Long-term potentiation differentially regulates mature miR-34a-5p and miR-132-3p. (A) Down-regulation of miR-34a-5p was observed 20 min post-LTP, (microarray data validated using RT-qPCR) that persisted for 5 h (Ryan et al., 2012) but returned to baseline by 24 h and was blocked by CPP (20 min; B) Down-regulation of miR-132-3p at 20 min (but not 5 or 24 h post-LTP) was blocked by CPP. RT-qPCR was performed in triplicate and expression normalized to Y1 RNA. Expression values: average ± SEM; one sample two-tailed t-test, *p < 0.05; independent two-tailed t-test, #p < 0.05.

FIGURE 4

Long-term potentiation differentially regulates the primary miRNA transcripts of miR-34a-5p and miR-132-3p. (A) Pri-miR-34a was not differentially expressed 20 min, 5 or 24 h post DBS, or sensitive to CPP. (B) miR-132/212 expression was significantly increased at 20 min, unchanged at 5 h and significantly decreased at 24 h. This effect was partially blocked by CPP. Primary transcripts were normalized to HPRT. Expression values: average ± SEM; one sample two-tailed t-test *p < 0.05.

FIGURE 5

MiR-132-3p binds to wild-type and mutant MRE of target gene transcripts.

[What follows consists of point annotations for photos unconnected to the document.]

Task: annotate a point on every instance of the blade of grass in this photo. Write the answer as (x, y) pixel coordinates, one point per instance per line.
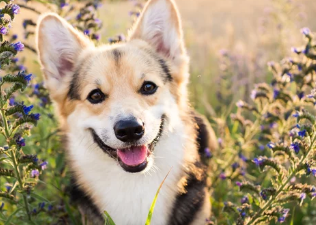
(108, 219)
(152, 207)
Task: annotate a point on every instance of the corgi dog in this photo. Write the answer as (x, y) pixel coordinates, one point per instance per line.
(123, 110)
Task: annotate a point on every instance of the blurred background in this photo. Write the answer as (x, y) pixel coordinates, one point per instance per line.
(230, 42)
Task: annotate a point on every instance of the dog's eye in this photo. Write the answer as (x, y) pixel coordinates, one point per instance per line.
(148, 88)
(96, 96)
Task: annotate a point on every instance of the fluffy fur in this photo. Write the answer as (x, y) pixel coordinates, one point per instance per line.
(155, 52)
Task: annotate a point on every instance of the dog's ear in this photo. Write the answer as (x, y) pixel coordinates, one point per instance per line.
(59, 46)
(160, 26)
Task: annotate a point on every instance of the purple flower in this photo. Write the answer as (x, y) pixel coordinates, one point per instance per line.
(302, 133)
(35, 116)
(207, 153)
(300, 95)
(258, 161)
(253, 94)
(296, 147)
(276, 93)
(306, 31)
(281, 219)
(222, 176)
(296, 114)
(18, 46)
(263, 195)
(235, 166)
(240, 104)
(34, 173)
(3, 30)
(12, 101)
(63, 4)
(244, 200)
(7, 187)
(15, 9)
(294, 50)
(15, 60)
(20, 141)
(43, 165)
(27, 77)
(271, 145)
(41, 205)
(242, 157)
(27, 109)
(50, 208)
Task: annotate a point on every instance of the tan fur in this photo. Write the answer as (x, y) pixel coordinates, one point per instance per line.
(119, 71)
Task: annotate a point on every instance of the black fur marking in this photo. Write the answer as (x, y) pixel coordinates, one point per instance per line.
(202, 135)
(79, 197)
(166, 70)
(117, 56)
(73, 92)
(189, 203)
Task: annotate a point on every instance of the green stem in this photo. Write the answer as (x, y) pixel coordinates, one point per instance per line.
(268, 204)
(13, 156)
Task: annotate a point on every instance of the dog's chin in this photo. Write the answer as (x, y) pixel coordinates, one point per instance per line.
(134, 158)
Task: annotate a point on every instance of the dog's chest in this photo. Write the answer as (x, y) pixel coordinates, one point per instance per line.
(128, 201)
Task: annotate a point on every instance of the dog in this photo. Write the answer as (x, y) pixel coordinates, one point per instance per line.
(124, 112)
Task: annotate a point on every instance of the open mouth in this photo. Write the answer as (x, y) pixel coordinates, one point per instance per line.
(134, 158)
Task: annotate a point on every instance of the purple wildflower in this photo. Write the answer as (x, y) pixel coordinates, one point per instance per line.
(281, 219)
(43, 165)
(12, 101)
(240, 104)
(34, 173)
(20, 141)
(296, 147)
(3, 30)
(27, 109)
(18, 46)
(207, 153)
(244, 200)
(302, 133)
(300, 95)
(222, 176)
(271, 145)
(306, 31)
(41, 205)
(276, 93)
(35, 116)
(253, 94)
(15, 9)
(258, 161)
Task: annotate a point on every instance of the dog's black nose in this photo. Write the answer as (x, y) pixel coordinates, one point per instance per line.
(129, 130)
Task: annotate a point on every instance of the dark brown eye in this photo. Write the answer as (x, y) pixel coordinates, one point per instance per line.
(96, 96)
(148, 88)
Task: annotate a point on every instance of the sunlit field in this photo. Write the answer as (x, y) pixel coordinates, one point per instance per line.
(252, 75)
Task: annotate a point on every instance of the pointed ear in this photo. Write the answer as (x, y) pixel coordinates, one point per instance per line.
(160, 26)
(59, 46)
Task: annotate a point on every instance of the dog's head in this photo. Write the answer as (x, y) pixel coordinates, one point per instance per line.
(121, 96)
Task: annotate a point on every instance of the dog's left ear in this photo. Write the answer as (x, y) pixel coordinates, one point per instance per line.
(160, 26)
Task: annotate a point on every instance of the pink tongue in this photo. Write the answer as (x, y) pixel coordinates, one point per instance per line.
(133, 156)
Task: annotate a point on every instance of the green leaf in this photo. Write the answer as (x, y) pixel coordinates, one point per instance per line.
(12, 215)
(108, 219)
(152, 207)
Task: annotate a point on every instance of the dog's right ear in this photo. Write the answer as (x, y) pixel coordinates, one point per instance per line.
(59, 46)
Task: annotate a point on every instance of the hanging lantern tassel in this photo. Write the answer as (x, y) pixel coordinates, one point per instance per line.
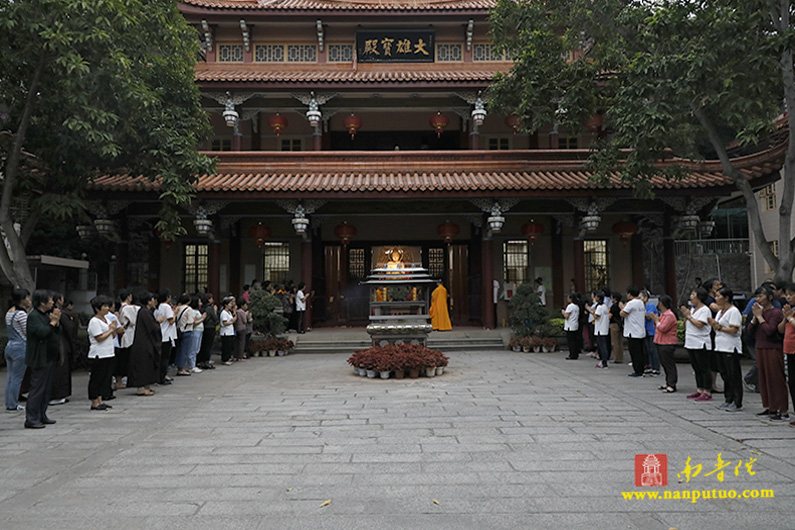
(278, 123)
(353, 123)
(260, 233)
(439, 121)
(532, 230)
(625, 230)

Interactions between miR-132-3p and (A) four wild-type target MREs, and positive control and (B) miR-132-3p and three mutant target MREs, and positive control, as determined by dual luciferase assays. Significant down-regulation of the luminescence ratio with the miR-132-3p mimic when compared to the negative control was observed for wild-type Hn1, Klhl11, and Mapk1. Gria2 showed no significant regulation. With mutant sequences, significant down-regulation of the luminescence ratio with the miR-132-3p mimic when compared to the negative control was observed for mutant Hn1, and Klhl11. Mutant Mapk1 showed no significant regulation. Normalized to ratio of plasmid only. Average ratio ± SD, n = 4, independent two-tailed t-test, *p < 0.05, **p < 0.01, ***p < 0.001.

FIGURE 6

Mapk1 protein levels are dynamically altered in response to LTP induction. Western blot analysis showed a modest reduction in p42-Mapk1 levels at 20 min, which returned to baseline by 5 h and carried on to become an increase by 24 h post LTP induction. P42-Mapk3 levels were down-regulated at 20 min only. Data were normalized to tubulin and expressed relative to the matched contralateral control hemisphere (average ratio ± SEM, two-tailed t-test, *p < 0.05, **p < 0.01).